Updated: Sep 19 2003, 05:30am hrs
Call Money
Call rates closed higher at 4.45-4.60% on late demand for funds. Opening the day steady at 4.40-4.50% compared to the overnight level, call rates held rocksteady at this level during most sessions, before inching up at the fag end of the day. There was late-pressure on the rates ahead of the reporting Friday and advance tax outflows. There would be outflows towards the advanced tax payments to the tune of Rs 8,000-10,000 crore. Call rates opened the day at 4.40-4.50%, and most deals were seen at this level. Overall, the liquidity situation was comfortable, dealers said. The sentiment is positive despite the projected fund outflows, because of the expectation that the RBI would reduce the CRR further in its October credit policy. The National stock exchange (NSE) pegged its overnight Mibid and Mibor at 4.42% and 4.53% respectively.
FORECAST: Call rates seen rangebound on Friday.

Spot Dollar
The rupee closed at 45.9750/9850 against the greenback on dollar buying pressure following export cancellations. The rupee opened the day weaker at 45.95/97 compared to the overnight level of 45.9450/9550. It was under pressure in the morning on wide-scale dollar buying, dealers said. The intra-day low was seen at 46.08. State-owned banks sold dollars at various levels.
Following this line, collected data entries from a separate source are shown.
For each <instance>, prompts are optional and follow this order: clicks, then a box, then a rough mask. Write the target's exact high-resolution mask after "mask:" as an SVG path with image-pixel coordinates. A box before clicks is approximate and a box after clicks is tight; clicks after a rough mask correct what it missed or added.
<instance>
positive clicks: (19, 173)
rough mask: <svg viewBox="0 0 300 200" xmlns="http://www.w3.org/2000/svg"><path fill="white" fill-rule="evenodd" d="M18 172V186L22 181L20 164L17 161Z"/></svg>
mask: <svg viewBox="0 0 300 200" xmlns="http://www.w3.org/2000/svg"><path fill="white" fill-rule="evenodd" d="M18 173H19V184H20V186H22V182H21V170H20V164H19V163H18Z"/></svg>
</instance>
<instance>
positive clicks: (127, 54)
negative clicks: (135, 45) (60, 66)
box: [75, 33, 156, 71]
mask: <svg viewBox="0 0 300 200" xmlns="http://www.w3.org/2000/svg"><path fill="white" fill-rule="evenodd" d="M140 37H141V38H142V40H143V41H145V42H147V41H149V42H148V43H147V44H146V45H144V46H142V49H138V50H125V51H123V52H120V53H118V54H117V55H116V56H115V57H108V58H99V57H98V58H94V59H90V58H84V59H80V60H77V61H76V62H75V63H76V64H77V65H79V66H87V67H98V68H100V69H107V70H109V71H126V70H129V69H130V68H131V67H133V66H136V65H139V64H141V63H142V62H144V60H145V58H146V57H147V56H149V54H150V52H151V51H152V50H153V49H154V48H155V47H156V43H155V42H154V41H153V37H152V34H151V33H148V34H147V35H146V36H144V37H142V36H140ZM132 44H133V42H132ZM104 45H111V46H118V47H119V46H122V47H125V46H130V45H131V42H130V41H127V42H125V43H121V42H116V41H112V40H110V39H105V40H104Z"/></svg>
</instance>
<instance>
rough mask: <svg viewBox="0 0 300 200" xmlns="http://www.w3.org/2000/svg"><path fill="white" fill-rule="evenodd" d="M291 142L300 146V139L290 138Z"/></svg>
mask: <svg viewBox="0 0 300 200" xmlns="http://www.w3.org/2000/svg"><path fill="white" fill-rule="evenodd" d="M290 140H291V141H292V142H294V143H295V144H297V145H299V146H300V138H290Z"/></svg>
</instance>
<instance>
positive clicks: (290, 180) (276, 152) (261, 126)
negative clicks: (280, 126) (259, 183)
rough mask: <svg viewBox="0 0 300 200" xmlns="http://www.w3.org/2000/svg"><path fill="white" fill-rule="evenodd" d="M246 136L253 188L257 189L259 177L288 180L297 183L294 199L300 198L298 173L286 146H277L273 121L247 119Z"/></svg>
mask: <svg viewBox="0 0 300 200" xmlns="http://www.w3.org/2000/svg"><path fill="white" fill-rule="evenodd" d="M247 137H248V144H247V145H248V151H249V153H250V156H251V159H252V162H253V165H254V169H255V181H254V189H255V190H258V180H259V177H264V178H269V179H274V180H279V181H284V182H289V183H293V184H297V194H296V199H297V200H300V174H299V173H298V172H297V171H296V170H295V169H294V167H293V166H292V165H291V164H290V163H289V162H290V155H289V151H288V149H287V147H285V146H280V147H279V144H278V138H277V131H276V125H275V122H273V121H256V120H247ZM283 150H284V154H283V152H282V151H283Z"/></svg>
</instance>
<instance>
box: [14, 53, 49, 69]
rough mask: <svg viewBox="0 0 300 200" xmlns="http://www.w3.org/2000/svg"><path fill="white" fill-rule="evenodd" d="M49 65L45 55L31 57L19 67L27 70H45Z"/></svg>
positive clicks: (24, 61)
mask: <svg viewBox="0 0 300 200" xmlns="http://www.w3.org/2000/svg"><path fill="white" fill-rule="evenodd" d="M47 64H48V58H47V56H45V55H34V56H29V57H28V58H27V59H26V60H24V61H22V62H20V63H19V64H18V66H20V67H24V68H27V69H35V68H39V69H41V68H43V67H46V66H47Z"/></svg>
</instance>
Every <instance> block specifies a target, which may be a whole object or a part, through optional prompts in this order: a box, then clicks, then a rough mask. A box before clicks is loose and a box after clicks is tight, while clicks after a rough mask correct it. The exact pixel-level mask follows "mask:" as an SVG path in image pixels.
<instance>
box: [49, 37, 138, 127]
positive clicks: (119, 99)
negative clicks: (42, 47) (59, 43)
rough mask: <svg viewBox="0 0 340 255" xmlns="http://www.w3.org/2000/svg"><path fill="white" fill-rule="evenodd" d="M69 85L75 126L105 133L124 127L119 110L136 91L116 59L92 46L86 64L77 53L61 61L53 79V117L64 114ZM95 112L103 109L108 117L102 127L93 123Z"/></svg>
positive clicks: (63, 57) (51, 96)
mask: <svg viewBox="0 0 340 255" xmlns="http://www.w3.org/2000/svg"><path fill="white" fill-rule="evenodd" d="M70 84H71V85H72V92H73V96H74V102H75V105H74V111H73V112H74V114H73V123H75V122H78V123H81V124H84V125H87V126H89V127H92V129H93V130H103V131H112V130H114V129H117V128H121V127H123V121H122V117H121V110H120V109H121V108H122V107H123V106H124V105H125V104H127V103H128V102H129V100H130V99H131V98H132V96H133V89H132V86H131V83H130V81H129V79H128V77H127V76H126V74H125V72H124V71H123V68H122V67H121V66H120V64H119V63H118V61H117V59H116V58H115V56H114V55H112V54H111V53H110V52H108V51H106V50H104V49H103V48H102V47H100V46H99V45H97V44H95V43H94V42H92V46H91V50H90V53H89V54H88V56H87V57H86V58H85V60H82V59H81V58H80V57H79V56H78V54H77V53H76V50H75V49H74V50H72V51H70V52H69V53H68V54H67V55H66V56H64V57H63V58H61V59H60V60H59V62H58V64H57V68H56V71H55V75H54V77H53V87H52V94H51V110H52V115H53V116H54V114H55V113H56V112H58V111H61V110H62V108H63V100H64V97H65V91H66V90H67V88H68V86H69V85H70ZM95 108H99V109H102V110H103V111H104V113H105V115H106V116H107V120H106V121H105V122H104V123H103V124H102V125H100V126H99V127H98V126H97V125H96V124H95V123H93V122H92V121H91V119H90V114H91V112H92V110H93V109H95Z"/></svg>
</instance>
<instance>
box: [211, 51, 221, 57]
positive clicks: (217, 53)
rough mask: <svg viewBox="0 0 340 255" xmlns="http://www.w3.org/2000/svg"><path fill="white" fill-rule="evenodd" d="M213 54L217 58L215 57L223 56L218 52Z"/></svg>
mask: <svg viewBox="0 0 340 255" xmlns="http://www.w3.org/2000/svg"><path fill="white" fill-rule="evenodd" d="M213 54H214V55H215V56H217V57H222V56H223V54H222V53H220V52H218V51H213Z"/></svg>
First they sold dollars at the 46.01 level, then at 46.0350. But the buying pressure was so intense that the rupee could not be prevented from touching the 46.07/08 level. It was estimated that dollars to the tune of about $300 million was bought from the market. Exporters cancelled forward contracts on apprehensions of dollar shortage in the market. The pressure on rupee also triggered stop-loss positions in some banks. A quite a few foreign banks were also seen covering their short-dollar position. Meanwhile, the Reserve Bank of India (RBI) fixed the reference rate for dollar at 46.08 (45.94).
FORECAST: The rupee seen dipping on Friday.

Forward Premiums
Forward premiums tightened following the pressure on the spot-rupee. Both the six-month and one-year annualised premiums closed higher at 1.14% (1.01%) and 1.30% (1.08%) respectively. Substantial rise was seen at the longer-end premiums which closed around 10 paise higher than their overnight levels. Banks reversed their buy-sell swaps positions following the export cancellations. Exporters cancelled forward contracts on apprehensions of dollar shortage in the market in the end of September. Importers and the corporates which mobilised funds through ECB route also shown interest to hedge their near-term payables. The benchmark six-month premiums, payable at end-February 2004, closed at 25/26 paise. The near-month premium for September 2003 closed at 3.25/4 paise, while in the far forwards, the July 2004 dollar closed at 52/53 paise with the August 2004 dollar closing at 56/57 paise.
FORECAST: Premiums seen inching up on Friday.

Government security prices fell on Thursday on profit booking. The current market favourite 7.27% 2013 paper closed with a yield of 5.3125% as compared with Wednesdays 5.2890%. The profit booking pressure is getting intense ahead of the close of the half-yearly accounts in September and the advanced tax outflows. The liquidity situation was still comfortable with the RBI accepting 26 applications for Rs 16,185 crore at its one-day repos auction. There was, however, late buying interest which helped minimising the price-loss. Overall sentiment was uncertain ahead of the RIB redemption, a treasury head with a state-owned bank said. At the NSEs wholesale debt segment, trades worth Rs 4,299.93 crore. Maximum trading was seen at the 7.46% 2017 paper with a trading volume of Rs 475 crore.
FORECAST: Prices seen rangebound on Friday.